Saudara-saudari
yang terkasih, selamat pagi!
Dalam
perjalanan kita yang bertema doa, kita menyadari bahwa Allah tidak pernah
berkenan melakukan sesuatu dengan orang-orang yang berdoa secara
"mudah". Dan Musa juga bukan mitra dialog yang "lemah",
sejak hari pertama panggilannya.
Ketika
Allah memanggilnya, Musa dalam istilah manusiawi adalah "kegagalan".
Kitab Keluaran menggambarkannya sebagai seorang pelarian ketika ia berada di
tanah Midian. Sebagai seorang pemuda ia merasa iba terhadap bangsanya, dan
telah menyejajarkan dirinya dengan membela orang-orang yang tertindas. Tetapi
ia segera menemukan bahwa, meskipun ia berniat baik, bukan keadilan, melainkan
kekerasan yang datang dari tangannya.

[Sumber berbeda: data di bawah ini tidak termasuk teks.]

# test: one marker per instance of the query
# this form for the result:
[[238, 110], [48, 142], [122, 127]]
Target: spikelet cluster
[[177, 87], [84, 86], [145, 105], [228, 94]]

Impiannya akan kejayaan hancur, Musa
bukan lagi pejabat yang menjanjikan, yang ditakdirkan untuk meningkat pesat
dalam kariernya, melainkan seorang yang mempertaruhkan peluang, dan sekarang
menggembalakan kawanan domba yang bahkan bukan miliknya. Dan justru dalam
kesunyian padang gurun Midian Allah memanggil Musa dengan pewahyuan semak duri
yang terbakar : “Akulah Allah ayahmu, Allah Abraham, Allah Ishak dan Allah
Yakub. Lalu Musa menutupi mukanya, sebab ia takut memandang Allah” (Kel 3:6).
Musa
menentang Allah yang berbicara, yang mengundangnya untuk kembali peduli
terhadap orang Israel dengan ketakutannya dan keberatannya : ia tidak layak
untuk perutusan itu, ia tidak mengenal nama Allah, ia tidak akan dipercaya oleh
orang Israel, ia memiliki lidah yang gagap ... begitu banyak keberatan lainnya.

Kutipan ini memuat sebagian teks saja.